At some point in the course of arthritis treatment, virtually everyone takes a nonsteroidal anti-inflammatory drug (NSAID). These plentiful and often inexpensive drugs can work wonders at relieving pain and inflammation. Unfortunately, there can be a downside to such medication: stomach upset and bleeding ulcers.

Celecoxib (Celebrex) is a part of a class of NSAIDs called COX-2 inhibitors that has been promoted for the ability to ease pain and inflammation while causing less gastrointestinal damage than traditional NSAIDs do. But a COX-2 drug isn't your only drug option if NSAIDs bother your stomach. In some cases, taking an acid-blocking drug along with your regular NSAID may help. These drugs include histamine blockers such as cimetidine (Tagamet) and ranitidine hydrochloride (Zantac), or proton pump inhibitors such as lansoprazole (Prevacid) and omeprazole (Prilosec). In other cases, doctors may prescribe a drug called misoprostol (Cytotec) along with your NSAID.

Misoprostol reduces the risk of stomach ulcers and promotes healing of existing ulcers by replacing stomach-protective substances called prostaglandins, which NSAIDs block. Misoprostol may also be taken as part of a combination product called Arthrotec, which contains both misoprostol and the NSAID diclofenac sodium. Another combination is Prevacid NapraPac, which packages Prevacid and naproxen together. In still other cases, no special medication is necessary. If your doctor recommends it and you can just reduce the dosage of your current NSAID, stomach problems may become manageable.

Regardless of the medication option you and your doctor choose, there are some things you can do on your own to minimize the risk of NSAID-related stomach upset and other problems. The following tips may help:

  • Skip alcohol. You increase your risk of gastric bleeding if you consume alcohol while you're taking an NSAID.  

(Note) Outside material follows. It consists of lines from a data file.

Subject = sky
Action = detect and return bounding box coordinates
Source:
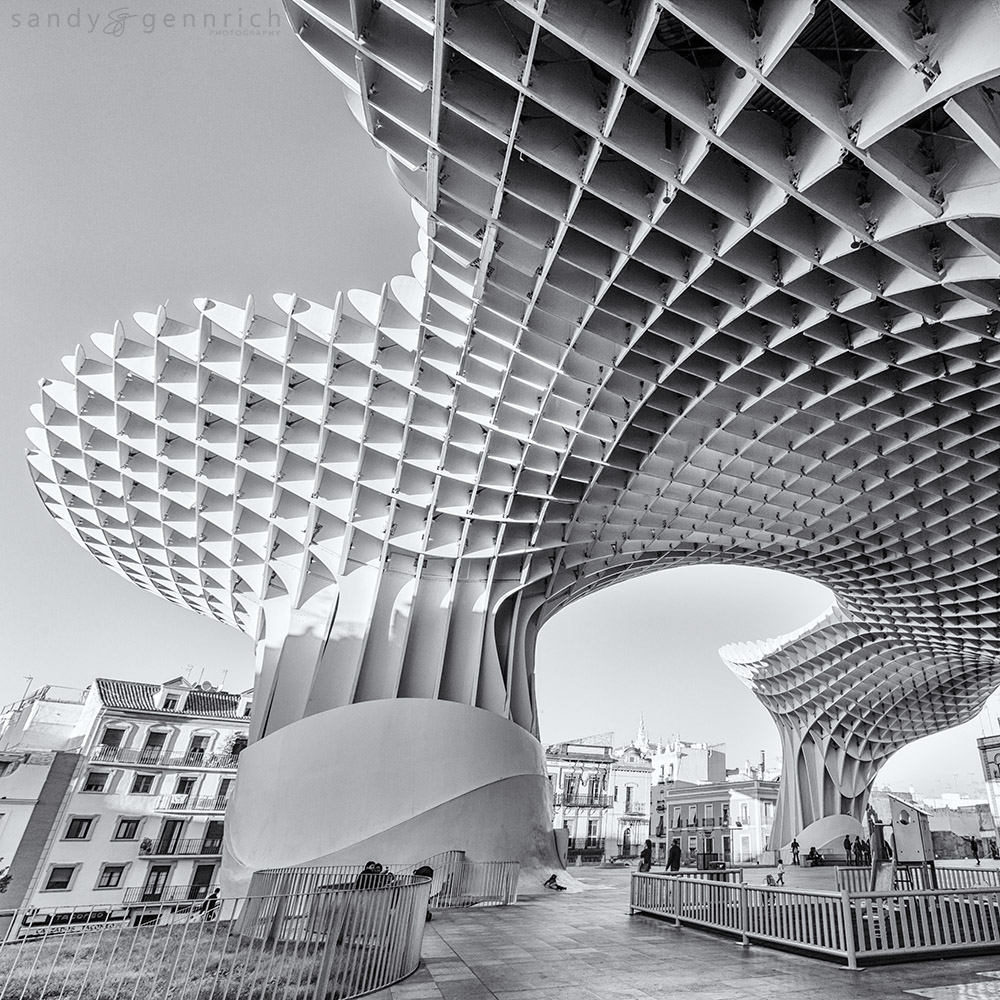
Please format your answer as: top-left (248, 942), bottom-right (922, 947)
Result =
top-left (0, 0), bottom-right (997, 794)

  • Take with food and water. Unless the product label or your doctor advises otherwise, always take medications with a full glass of water and some food ­even if it's just a few crackers. Taking your NSAID along with an antacid/calcium supplement may also help, but first speak with your doctor.  
  • List your medications. Keep a list of all the medications you take, updating your list as necessary and sharing it with your doctor and pharmacist whenever you start a new medication. Taking some medications together can increase your risk of side effects. For example, taking corticosteroids and blood thinners such as warfarin (Coumadin) along with NSAIDs can increase your risk of gastrointestinal bleeding.  

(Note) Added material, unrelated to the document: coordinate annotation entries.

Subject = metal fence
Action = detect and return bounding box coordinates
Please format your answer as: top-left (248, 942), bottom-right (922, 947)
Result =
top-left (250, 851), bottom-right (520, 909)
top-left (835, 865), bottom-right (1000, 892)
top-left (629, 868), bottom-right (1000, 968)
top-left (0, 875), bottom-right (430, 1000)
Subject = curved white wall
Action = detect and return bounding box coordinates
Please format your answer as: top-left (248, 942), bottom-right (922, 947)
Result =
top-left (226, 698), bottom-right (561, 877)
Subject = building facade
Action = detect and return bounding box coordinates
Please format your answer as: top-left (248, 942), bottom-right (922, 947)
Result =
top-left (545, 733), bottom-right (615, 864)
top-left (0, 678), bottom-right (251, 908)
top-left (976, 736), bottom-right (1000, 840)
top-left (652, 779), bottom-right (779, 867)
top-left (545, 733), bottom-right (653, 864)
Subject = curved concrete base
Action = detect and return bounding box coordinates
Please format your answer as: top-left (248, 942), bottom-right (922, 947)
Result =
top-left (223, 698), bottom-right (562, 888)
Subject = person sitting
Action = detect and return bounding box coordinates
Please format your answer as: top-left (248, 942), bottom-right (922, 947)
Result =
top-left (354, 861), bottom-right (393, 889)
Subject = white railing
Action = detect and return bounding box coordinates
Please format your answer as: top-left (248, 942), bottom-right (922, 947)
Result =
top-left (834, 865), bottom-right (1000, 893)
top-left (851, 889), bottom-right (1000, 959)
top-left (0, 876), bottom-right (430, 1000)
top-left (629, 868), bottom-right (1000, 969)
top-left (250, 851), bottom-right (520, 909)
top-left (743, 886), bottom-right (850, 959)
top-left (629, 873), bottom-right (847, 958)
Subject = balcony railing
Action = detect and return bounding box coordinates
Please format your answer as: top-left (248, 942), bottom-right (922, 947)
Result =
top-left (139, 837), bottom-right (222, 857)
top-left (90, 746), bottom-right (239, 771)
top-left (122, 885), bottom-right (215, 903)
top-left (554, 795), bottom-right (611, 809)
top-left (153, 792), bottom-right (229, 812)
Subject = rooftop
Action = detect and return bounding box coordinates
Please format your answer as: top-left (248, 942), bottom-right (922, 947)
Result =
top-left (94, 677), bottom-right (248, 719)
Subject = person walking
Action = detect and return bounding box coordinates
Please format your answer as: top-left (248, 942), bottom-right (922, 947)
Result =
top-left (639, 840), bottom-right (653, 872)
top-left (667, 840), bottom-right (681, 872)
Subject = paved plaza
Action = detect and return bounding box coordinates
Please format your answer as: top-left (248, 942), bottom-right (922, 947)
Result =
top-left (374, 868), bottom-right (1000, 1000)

  • Check the clock. If you take an NSAID once a day, ask your doctor if it's OK to take your daily dose in the afternoon or evening. Taking an NSAID later in the day may be less likely to lead to stomach upset and other side effects than taking the same drug in the morning.  

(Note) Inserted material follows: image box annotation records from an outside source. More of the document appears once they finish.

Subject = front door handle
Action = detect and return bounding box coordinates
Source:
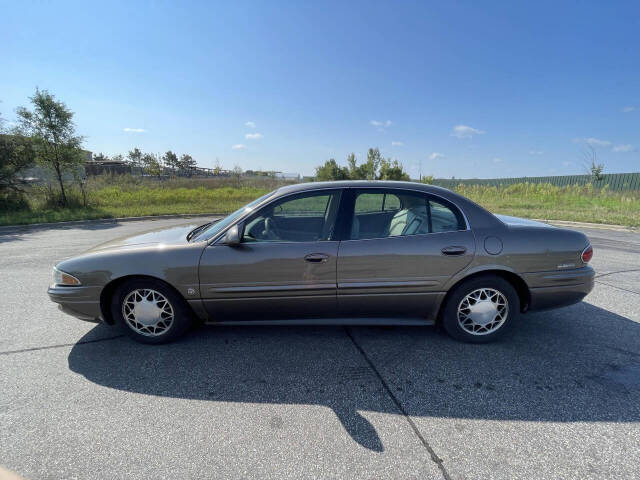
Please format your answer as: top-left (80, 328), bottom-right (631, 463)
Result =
top-left (304, 253), bottom-right (329, 263)
top-left (440, 245), bottom-right (467, 256)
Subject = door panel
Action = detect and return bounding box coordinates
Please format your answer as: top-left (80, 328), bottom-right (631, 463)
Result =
top-left (199, 241), bottom-right (338, 320)
top-left (338, 230), bottom-right (475, 318)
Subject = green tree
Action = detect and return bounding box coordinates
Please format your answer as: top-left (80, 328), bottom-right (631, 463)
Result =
top-left (213, 157), bottom-right (222, 175)
top-left (140, 153), bottom-right (162, 178)
top-left (16, 89), bottom-right (84, 206)
top-left (378, 158), bottom-right (410, 180)
top-left (178, 153), bottom-right (198, 176)
top-left (360, 147), bottom-right (382, 180)
top-left (127, 147), bottom-right (142, 167)
top-left (162, 150), bottom-right (180, 174)
top-left (347, 153), bottom-right (364, 180)
top-left (316, 158), bottom-right (349, 181)
top-left (0, 133), bottom-right (36, 195)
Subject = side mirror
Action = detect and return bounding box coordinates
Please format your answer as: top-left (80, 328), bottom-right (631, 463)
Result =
top-left (222, 222), bottom-right (244, 247)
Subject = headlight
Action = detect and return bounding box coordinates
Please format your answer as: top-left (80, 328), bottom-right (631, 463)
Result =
top-left (53, 267), bottom-right (80, 286)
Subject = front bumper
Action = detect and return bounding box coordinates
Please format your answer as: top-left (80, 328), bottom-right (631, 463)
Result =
top-left (47, 285), bottom-right (102, 322)
top-left (523, 265), bottom-right (595, 310)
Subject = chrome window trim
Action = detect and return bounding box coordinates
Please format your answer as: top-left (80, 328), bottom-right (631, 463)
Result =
top-left (207, 186), bottom-right (471, 246)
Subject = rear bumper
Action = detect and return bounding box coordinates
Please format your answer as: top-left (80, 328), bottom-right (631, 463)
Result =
top-left (47, 285), bottom-right (102, 322)
top-left (523, 265), bottom-right (595, 310)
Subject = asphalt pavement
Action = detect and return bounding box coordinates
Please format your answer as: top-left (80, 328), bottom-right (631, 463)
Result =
top-left (0, 219), bottom-right (640, 479)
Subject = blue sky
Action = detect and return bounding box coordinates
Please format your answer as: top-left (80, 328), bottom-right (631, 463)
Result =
top-left (0, 0), bottom-right (640, 178)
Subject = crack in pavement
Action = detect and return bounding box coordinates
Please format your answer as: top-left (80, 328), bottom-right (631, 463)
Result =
top-left (344, 327), bottom-right (451, 480)
top-left (0, 335), bottom-right (124, 355)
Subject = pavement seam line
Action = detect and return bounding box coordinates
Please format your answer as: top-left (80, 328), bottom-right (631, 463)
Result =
top-left (0, 335), bottom-right (124, 355)
top-left (594, 280), bottom-right (640, 295)
top-left (594, 268), bottom-right (640, 278)
top-left (344, 327), bottom-right (451, 480)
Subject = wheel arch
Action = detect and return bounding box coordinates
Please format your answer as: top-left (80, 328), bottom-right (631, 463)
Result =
top-left (100, 275), bottom-right (194, 325)
top-left (437, 268), bottom-right (531, 322)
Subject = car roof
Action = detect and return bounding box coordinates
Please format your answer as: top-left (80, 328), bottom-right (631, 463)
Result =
top-left (277, 180), bottom-right (455, 195)
top-left (269, 180), bottom-right (504, 229)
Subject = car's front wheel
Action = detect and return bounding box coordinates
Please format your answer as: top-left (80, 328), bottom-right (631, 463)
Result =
top-left (111, 279), bottom-right (191, 343)
top-left (442, 275), bottom-right (520, 343)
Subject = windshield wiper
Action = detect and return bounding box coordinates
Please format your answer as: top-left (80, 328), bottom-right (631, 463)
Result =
top-left (187, 221), bottom-right (215, 242)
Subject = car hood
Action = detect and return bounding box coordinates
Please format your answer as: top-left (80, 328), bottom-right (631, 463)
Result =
top-left (89, 222), bottom-right (201, 252)
top-left (496, 215), bottom-right (556, 228)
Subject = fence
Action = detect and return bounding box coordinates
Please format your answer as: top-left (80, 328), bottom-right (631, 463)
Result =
top-left (433, 173), bottom-right (640, 191)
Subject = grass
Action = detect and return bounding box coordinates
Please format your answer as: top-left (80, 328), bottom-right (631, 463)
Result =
top-left (0, 176), bottom-right (640, 227)
top-left (456, 183), bottom-right (640, 227)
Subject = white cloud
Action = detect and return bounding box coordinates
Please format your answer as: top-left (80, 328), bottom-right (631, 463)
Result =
top-left (612, 144), bottom-right (633, 152)
top-left (573, 137), bottom-right (611, 147)
top-left (369, 120), bottom-right (392, 128)
top-left (451, 125), bottom-right (486, 138)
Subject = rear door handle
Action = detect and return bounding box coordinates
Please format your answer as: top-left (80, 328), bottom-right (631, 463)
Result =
top-left (304, 253), bottom-right (329, 263)
top-left (440, 245), bottom-right (467, 256)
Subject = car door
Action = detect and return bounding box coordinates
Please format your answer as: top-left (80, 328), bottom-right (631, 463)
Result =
top-left (337, 188), bottom-right (475, 318)
top-left (199, 189), bottom-right (341, 321)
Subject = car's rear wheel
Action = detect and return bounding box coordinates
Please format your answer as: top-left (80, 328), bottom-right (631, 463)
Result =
top-left (111, 279), bottom-right (191, 343)
top-left (442, 275), bottom-right (520, 343)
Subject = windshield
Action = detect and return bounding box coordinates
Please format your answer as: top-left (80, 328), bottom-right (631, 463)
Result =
top-left (191, 190), bottom-right (275, 241)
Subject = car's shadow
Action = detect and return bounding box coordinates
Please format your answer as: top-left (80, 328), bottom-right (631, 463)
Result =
top-left (69, 303), bottom-right (640, 451)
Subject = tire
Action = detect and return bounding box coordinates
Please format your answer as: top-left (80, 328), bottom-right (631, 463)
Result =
top-left (442, 275), bottom-right (520, 343)
top-left (111, 279), bottom-right (192, 344)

  • Don't overdo it. Avoid the temptation to take more NSAIDs than prescribed or more often than prescribed. If your current dose of NSAID doesn't sufficiently relieve pain and inflammation, speak to your doctor about increasing your dose or perhaps changing medications. You also risk overdose and increase your risk of stomach ulcers and other side effects if you take your prescription NSAID and then unwittingly take another medication, such as a cold remedy from the drugstore shelf that contains an NSAID.